Clarke et al. (2011, p. 765) argued that girls were systematically ‘silenced, marginalised, and denied the opportunity to express their views’, becoming pejoratively labelled as ‘hard to reach’ and to blame for their challenges (Agenda Alliance, 2021). These arguments highlight the importance of examining girls’ experiences of education – however, suggestions that girls are ‘invisible’ and ‘voiceless’ have actually been reinforced in my own attempts to recruit them as participants in my own research. Despite what I thought were painstaking considerations around engaging, creative and time-efficient methods of data collection, encouraging girls to work as co-participants in my current research continues to be a significant barrier. When planning, I carefully considered power relations and how to research with, opposed to on participants; however, I did not anticipate the issues which have arisen around attempting to recruit girls through systems and institutions from which they may have already been self-alienated. For my research this will make me (re)consider the challenges and ethics of recruitment as a key facet of research design and reflect on how to support girls’ views and contributions in research when, as suggested, they may have been ‘silenced’, and whether I am trying to listen to girls’ voices and ‘reach’ them in the wrong places.

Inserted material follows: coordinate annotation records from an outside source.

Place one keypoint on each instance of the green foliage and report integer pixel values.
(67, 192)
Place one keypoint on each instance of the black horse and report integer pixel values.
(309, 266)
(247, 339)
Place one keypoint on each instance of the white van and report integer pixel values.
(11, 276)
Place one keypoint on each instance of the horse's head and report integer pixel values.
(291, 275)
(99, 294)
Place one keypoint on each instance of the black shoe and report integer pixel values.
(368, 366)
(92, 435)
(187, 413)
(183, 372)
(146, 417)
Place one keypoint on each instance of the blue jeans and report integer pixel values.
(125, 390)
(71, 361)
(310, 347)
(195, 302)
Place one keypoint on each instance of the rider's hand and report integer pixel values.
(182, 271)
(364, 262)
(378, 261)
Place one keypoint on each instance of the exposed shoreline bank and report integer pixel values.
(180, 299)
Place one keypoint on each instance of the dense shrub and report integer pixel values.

Agenda Alliance. (2021). Girls at risk of exclusion: Girls Speak briefing.

Clarke, G., Boorman, G., & Nind, M. (2011). ‘If they don’t listen I shout, and when I shout they listen’: Hearing the voices of girls with BESD. British Educational Research Journal, 37(5), 765–780.

Department for Education [DfE]. (2019). Timpson review of school exclusions.

Department for Education [DfE]. (2021). Permanent exclusions and suspensions in England, Academic Year 2019/20. 

Osler, A., Street, C., Lall, M., & Vincent, K. (2002). Girls and exclusion from school. New Policy Institute. 

Owen, D. (2019). What is off-rolling, and how does Ofsted look at it on inspection? Ofsted blog. 

Ringrose, J. (2007). Successful girls? Complicating post-feminist, neoliberal discourses of educational achievement and gender equality. Gender and Education. 19(4), 471–489.

Russell, L., & Thomson, P. (2011). Girls and gender in alternative education provision. Ethnography and Education, 6(3), 293–308.

UNISON. (2018). Educational exclusion and the disproportionate impact on girls. 2019 National Women’s Conference.